Welcome to Margie's Musings

Welcome to my BLOG! I write about whatever I want, mostly food and random stories I'm trying to write. I hope you enjoy it. In loving kindness....

Saturday, February 20, 2010

Greens Soup

Adapted this recipe from one in the Sacramento News and Review. It is the most wonderful color - it would be great for St. Patrick's Day!







Greens Soup

1 bunch dark greens (chard, kale, etc.)
2 T olive oil
1 onion, diced
1 clove garlic
1 large potato or several small potatoes, diced
6 cups soy milk (or whatever milk trips your trigger as my Mom would say)
1 t salt
1 bay leaf
1 bunch baby spinach
2 T sweet butter or skip if you want this to be vegan
nutmeg

Remove the stems from the greens and slice them. Drop into boiling water and cook one minute. Drain. If you use very young greens – you can skip this step.
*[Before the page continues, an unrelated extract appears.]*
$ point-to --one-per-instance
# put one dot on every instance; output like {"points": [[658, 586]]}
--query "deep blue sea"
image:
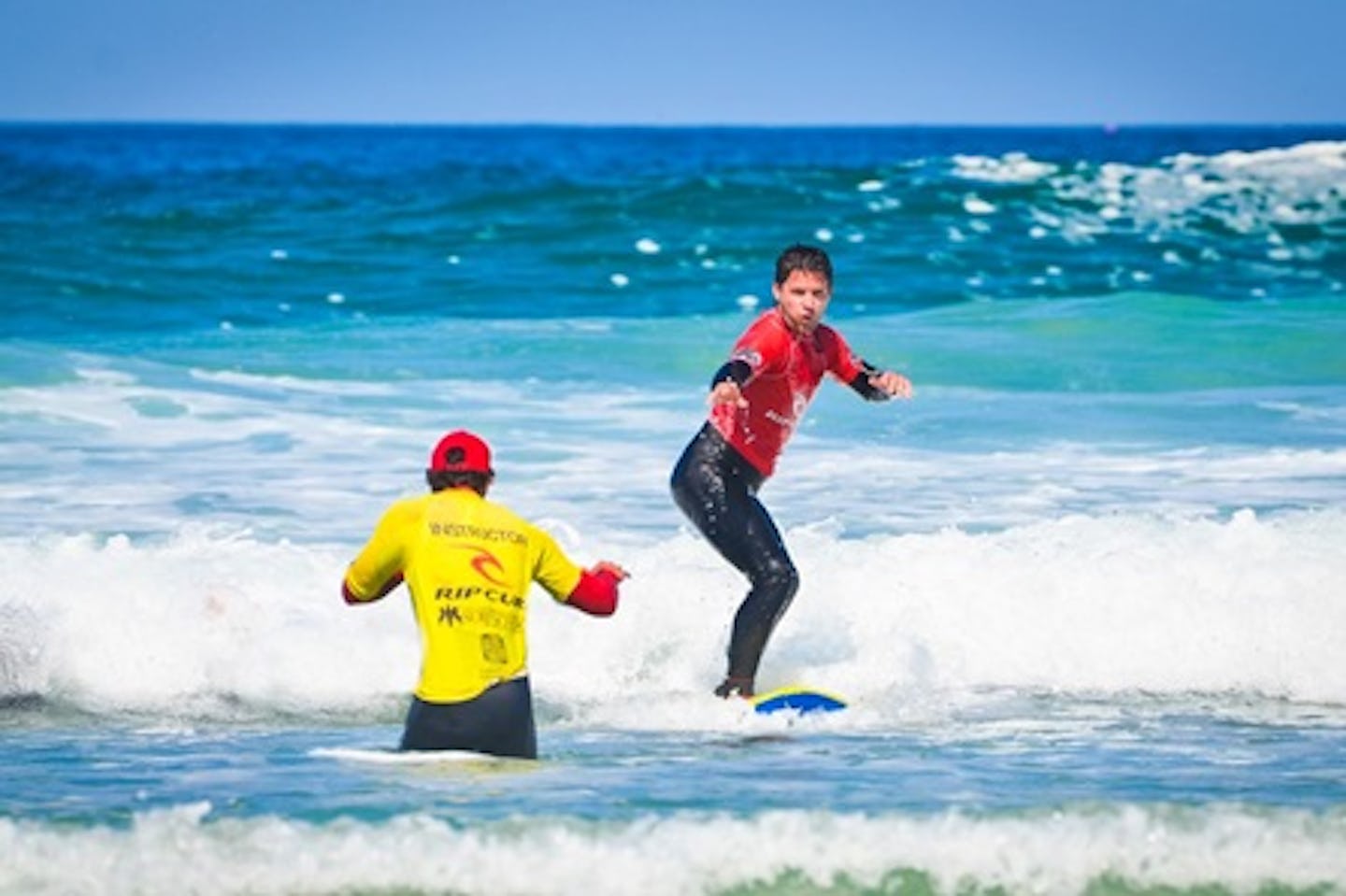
{"points": [[1085, 590]]}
Saute onion in olive oil about 5 minutes. Add garlic and cook another minute. Add greens, potato, milk, salt, and bay leaf. Cook about half hour. Add spinach during the last 5 minutes. Remove bay leaf. Puree soup using your immersion blender. Add butter, if using, and nutmeg. Serve warm. Serves 4.

1 comment:

  1. Made this again last night and substituted pea greens for the spinach - yummie!